BIOINFORMATICALLY GUIDED DISCOVERY OF NOVEL Trypanosoma cruzi EPITOPES RECOGNISED BY CD4+ AND CD8+ T CELLS FROM CHRONIC CHAGAS DISEASE PATIENTS

ACEVEDO, GONZALO R.; PEREZ PERRI, LUCAS; GIRARD, MAGALI; FERNANDEZ, MARISA; HERNANDEZ, YOLANDA; CHADI, RAUL; NIELSEN, MORTEN; GOMEZ, KARINA A

Buenos Aires

Congreso; I Reunión Conjunta de Sociedades de Biociencias; 2017

Sociedad Argentina de Protozoologia y Enfermedades Parasitarias (SAP)

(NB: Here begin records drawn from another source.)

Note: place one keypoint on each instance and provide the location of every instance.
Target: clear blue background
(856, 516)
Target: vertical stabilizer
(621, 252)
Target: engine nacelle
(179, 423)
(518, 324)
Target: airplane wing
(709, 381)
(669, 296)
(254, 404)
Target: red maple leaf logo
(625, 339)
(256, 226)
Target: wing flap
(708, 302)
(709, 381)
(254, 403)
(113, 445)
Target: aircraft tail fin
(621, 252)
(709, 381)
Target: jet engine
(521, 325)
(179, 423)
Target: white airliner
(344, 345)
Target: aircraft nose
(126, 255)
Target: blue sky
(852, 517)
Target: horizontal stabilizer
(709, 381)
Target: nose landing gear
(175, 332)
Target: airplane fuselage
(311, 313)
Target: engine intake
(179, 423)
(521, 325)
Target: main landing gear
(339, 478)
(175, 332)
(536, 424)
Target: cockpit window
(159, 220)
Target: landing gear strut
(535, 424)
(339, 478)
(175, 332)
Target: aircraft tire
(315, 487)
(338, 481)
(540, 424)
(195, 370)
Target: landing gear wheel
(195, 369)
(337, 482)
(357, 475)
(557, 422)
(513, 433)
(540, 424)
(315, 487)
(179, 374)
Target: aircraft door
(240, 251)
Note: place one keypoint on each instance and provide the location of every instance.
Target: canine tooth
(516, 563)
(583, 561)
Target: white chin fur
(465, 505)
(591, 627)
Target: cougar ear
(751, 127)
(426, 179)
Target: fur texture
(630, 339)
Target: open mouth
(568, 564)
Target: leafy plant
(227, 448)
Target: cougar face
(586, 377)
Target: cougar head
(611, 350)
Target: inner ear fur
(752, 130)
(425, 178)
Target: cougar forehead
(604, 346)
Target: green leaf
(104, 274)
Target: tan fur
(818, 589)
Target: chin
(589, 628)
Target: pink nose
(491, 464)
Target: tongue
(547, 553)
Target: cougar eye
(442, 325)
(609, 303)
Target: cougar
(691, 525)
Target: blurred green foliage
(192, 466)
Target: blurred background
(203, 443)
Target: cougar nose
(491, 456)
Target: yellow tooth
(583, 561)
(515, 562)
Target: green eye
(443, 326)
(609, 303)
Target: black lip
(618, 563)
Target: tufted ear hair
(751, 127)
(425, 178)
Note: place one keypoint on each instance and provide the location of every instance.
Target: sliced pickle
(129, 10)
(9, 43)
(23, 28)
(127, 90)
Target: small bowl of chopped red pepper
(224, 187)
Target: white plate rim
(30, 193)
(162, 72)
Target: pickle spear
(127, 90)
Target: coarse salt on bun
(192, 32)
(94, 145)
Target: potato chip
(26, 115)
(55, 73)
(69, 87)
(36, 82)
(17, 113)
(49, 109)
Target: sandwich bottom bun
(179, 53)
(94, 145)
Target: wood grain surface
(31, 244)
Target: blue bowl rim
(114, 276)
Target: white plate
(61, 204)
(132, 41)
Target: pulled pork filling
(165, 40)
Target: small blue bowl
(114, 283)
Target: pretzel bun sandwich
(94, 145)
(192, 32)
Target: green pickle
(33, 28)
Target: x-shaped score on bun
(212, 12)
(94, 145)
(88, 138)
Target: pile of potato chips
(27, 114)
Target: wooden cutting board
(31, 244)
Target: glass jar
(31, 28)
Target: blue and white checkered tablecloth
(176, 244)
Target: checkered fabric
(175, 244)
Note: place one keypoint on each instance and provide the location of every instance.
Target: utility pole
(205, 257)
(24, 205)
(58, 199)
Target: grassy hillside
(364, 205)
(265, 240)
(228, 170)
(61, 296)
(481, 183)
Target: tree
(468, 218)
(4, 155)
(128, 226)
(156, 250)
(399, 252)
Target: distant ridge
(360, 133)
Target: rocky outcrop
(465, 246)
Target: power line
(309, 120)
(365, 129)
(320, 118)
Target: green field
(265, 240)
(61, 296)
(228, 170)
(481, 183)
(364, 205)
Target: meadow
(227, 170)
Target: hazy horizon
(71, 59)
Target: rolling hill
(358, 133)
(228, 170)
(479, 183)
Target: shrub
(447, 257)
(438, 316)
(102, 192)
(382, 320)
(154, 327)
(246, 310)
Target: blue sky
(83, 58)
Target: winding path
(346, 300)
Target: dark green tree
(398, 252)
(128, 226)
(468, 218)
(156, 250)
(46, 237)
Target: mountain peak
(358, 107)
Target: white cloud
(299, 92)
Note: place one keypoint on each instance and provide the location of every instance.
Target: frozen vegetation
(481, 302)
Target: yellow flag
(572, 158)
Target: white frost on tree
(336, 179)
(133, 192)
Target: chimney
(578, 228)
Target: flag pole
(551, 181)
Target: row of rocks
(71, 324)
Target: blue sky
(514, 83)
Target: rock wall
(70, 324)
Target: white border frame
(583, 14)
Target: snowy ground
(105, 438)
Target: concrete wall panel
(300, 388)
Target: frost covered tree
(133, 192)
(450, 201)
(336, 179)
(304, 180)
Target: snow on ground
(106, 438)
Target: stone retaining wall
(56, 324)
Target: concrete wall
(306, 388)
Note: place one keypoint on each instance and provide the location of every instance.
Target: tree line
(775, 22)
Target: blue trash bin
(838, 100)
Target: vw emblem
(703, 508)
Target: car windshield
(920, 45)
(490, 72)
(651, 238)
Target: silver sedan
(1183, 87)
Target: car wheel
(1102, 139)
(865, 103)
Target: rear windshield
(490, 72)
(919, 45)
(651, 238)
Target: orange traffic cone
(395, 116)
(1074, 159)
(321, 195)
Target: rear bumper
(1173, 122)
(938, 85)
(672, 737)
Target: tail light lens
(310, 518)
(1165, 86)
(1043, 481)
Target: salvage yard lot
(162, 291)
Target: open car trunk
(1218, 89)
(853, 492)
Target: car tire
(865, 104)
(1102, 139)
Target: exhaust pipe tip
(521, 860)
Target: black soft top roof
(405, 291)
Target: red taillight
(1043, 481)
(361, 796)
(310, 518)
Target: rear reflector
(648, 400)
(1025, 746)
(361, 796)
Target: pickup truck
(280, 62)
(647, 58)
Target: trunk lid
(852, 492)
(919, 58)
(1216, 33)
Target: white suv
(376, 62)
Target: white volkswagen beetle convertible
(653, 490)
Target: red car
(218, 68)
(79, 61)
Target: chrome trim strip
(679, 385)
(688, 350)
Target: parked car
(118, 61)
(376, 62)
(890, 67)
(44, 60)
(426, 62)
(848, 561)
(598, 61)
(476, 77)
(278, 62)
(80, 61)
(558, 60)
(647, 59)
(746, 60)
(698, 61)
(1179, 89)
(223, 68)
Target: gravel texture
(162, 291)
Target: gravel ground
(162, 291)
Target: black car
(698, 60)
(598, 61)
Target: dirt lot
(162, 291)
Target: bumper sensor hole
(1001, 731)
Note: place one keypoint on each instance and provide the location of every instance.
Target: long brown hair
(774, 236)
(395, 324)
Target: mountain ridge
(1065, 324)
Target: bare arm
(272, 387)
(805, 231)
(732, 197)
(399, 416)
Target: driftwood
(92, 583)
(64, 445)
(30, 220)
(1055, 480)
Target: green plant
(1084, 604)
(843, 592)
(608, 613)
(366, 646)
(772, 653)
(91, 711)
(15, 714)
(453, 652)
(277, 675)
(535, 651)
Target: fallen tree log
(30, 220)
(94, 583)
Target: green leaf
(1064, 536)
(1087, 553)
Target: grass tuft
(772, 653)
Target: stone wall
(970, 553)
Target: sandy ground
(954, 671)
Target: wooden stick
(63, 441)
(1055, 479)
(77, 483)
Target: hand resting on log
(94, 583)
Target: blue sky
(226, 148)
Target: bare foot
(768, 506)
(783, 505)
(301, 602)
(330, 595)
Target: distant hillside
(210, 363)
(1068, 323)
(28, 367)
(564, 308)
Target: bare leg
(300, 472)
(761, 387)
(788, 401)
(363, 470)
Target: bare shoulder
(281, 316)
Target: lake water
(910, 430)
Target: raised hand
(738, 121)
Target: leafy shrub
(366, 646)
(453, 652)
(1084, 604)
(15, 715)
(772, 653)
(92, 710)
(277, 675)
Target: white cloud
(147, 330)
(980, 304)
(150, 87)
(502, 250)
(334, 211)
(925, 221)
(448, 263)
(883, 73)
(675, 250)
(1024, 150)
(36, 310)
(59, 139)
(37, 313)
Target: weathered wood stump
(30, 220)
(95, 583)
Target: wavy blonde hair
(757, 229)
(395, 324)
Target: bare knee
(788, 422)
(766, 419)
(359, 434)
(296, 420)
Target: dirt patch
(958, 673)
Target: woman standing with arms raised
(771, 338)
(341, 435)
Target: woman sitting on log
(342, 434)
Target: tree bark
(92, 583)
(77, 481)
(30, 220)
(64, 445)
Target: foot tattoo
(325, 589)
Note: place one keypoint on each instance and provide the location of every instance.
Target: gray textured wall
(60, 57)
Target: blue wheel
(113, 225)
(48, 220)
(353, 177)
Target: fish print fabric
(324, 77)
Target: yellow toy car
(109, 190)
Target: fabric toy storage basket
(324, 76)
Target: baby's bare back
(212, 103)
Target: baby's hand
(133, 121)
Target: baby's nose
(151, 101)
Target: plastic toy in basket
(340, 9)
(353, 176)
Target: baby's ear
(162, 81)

T cell-mediated response has been proven to play a major role in controlling T. cruzi infection and parasite burden. It also seems to be involved in the progression from asymptomatic Chagas disease (ACD) to chronic Chagas cardiopathy (CCC) in chronically infected patients. However, the complexity of the parasite-host interactions hampers the identification and characterization of T cell activating epitopes. We approached this issue by combining in silico and in vitro methods to interrogate patients? T cells specificity.The sequences of the 53 T. cruzi proteins annotated on the Immune Epitope Database (IEDB) were split in all possible 15-aminoacid long peptides, and 50 candidate peptides were selected using a bioinformatic pipeline (MHCpan, MHCIIpan, PopCover), based on conservation between annotated parasite strains, non-identity with H. sapiens sequences, class I and II MHC molecules binding affinity and HLA polymorphic variants coverage. Candidate peptides were randomised in 5 pools of 10 peptides each, which were used to challenge peripheral blood mononuclear cells (PBMC) from chronic Chagas disease patients, in IFN-γ ELISPOT assays. Positive pool-patient pairs were re-assayed in a single-peptide fashion to identify individual active peptides. A total of 7 peptides induced IFN-γ secretion in at least one patient?s PBMC, 4 of which do not contain any previously described epitope. In combination, response to these peptides covered 33% of the patients cohort in this study (n=51), 40% of the ACD group (n=25) and 27% of the CCC group (n=26). IFN-γ ELISPOT with CD8- or CD4-depleted PBMC showed that 6 of the peptides contain MHC class II epitopes, while 1 contains an MHC class I epitope. The fact that most of these subjects responded to 1 or 0 peptides is a strong sign of HLA restricted epitopes.In summary, we predicted, validated and characterized 7 T cell-activating peptides from T. cruzi antigens, 4 of which contain epitopes first described in this work.Keywords: Chagas disease, epitope prediction, T cell epitopes, Trypanosoma cruzi, ELISPOT.